Malik v Grow Heathrow (reported in The Guardian, 19.07.12)
According to Article 8(2) of the Human Rights Act 1998, public authorities must respect an individual’s right to a home. As a result they must take the welfare needs of trespassers into consideration before issuing possession proceedings.

Until recently this has not been an issue for private landlords, but in Malik v Grow Heathrow, Judge Walden-Smith decided that Article 8(2) could apply even where the landowner is a private individual and the occupiers are trespassers.

Although the landlord obtained an order for possession, it was suspended for six weeks to allow the trespassers to appeal, and the human rights issue has been sent to the Court of Appeal to decide.

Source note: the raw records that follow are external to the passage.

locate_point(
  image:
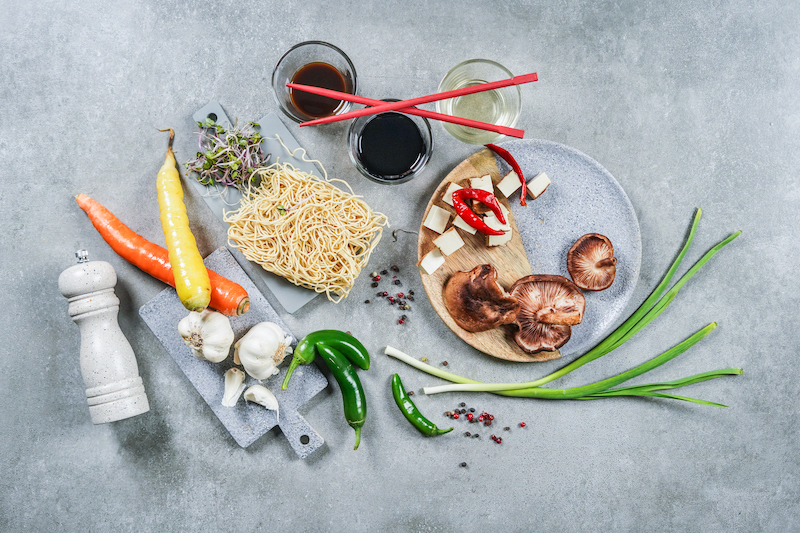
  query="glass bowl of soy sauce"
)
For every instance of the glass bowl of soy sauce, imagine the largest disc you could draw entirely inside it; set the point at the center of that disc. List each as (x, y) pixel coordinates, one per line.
(314, 63)
(390, 148)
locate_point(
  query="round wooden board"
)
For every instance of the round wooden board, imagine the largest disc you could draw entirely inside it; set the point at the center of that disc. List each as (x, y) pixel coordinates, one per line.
(510, 261)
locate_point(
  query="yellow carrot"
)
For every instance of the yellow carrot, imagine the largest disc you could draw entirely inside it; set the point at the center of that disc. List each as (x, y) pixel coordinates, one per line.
(191, 276)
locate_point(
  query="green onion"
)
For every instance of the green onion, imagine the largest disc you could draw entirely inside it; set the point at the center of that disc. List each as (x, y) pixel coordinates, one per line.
(649, 310)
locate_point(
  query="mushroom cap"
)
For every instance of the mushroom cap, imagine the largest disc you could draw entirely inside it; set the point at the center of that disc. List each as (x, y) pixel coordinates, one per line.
(548, 306)
(591, 262)
(477, 302)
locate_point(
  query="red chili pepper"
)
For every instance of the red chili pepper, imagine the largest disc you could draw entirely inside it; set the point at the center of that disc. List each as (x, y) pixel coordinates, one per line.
(470, 217)
(508, 158)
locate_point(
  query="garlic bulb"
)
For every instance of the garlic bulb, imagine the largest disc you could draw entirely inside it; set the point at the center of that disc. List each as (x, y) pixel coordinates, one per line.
(208, 333)
(233, 386)
(262, 349)
(263, 396)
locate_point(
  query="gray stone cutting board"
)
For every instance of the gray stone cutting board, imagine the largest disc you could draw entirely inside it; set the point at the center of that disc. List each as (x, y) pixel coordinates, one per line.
(246, 422)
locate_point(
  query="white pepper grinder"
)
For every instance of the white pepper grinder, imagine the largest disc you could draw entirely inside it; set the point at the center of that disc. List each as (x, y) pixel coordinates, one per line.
(114, 389)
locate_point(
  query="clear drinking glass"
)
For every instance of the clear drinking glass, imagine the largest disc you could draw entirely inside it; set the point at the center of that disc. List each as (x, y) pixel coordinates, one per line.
(499, 106)
(307, 54)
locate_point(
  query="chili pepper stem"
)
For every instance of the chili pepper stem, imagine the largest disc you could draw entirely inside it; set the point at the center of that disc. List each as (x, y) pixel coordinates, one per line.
(294, 364)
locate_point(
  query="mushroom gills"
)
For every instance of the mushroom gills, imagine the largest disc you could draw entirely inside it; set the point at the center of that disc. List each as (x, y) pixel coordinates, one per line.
(591, 262)
(548, 306)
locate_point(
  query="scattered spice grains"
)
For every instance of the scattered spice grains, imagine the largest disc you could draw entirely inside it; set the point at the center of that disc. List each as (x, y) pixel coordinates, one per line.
(484, 416)
(401, 299)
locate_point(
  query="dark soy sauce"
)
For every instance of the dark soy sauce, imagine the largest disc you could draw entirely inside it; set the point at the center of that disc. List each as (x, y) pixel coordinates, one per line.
(318, 75)
(391, 144)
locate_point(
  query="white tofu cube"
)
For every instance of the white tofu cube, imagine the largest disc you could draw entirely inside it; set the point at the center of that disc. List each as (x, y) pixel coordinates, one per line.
(432, 260)
(437, 219)
(449, 241)
(494, 223)
(448, 194)
(460, 224)
(509, 184)
(538, 185)
(484, 182)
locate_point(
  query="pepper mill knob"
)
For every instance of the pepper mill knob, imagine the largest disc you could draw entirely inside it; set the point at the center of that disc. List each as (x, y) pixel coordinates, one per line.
(114, 389)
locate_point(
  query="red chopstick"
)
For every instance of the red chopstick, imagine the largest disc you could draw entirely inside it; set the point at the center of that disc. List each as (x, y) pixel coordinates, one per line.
(503, 130)
(393, 106)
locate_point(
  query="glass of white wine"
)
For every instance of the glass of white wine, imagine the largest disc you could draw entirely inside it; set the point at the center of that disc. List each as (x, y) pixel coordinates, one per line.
(499, 106)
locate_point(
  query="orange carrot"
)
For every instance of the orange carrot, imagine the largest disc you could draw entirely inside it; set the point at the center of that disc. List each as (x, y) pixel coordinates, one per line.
(227, 297)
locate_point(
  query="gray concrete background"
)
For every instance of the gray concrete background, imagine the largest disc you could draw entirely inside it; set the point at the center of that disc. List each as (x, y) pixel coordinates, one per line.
(687, 104)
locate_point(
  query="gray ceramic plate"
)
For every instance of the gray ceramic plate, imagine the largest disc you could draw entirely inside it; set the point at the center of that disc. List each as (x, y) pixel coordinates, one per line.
(583, 198)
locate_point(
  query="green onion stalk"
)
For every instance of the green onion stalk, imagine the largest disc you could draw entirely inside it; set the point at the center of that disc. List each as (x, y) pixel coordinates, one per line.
(653, 306)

How does this affect the private sector?:

  • If the Court of Appeal decides that Article 8(2) applies to private landowners, they may have to comply with the Deputy Prime Minister's 'Guidance on Managing Unauthorised Camping' when evicting trespassers. This will increase the delay and expense involved.
  • At this time private landowners have the ability at common law to use reasonable force to remove trespassers from their land. If the appeal succeeds that ability might disappear.
  • The timing of the decision is interesting. Squatting at residential properties became a criminal offence on 1 September 2012, under the Legal Aid, Sentencing and Punishment of Offenders Act. Landlords can assume that squatters, who are well-informed about the law, will probably turn their attention from residential to commercial property.
  • Landlords should remember that they have human rights too: Article 1 of Part II the Human Rights Act entitles landlords to the peaceful enjoyment of their property. Perhaps it is time for a landlord to bring their own human rights claim?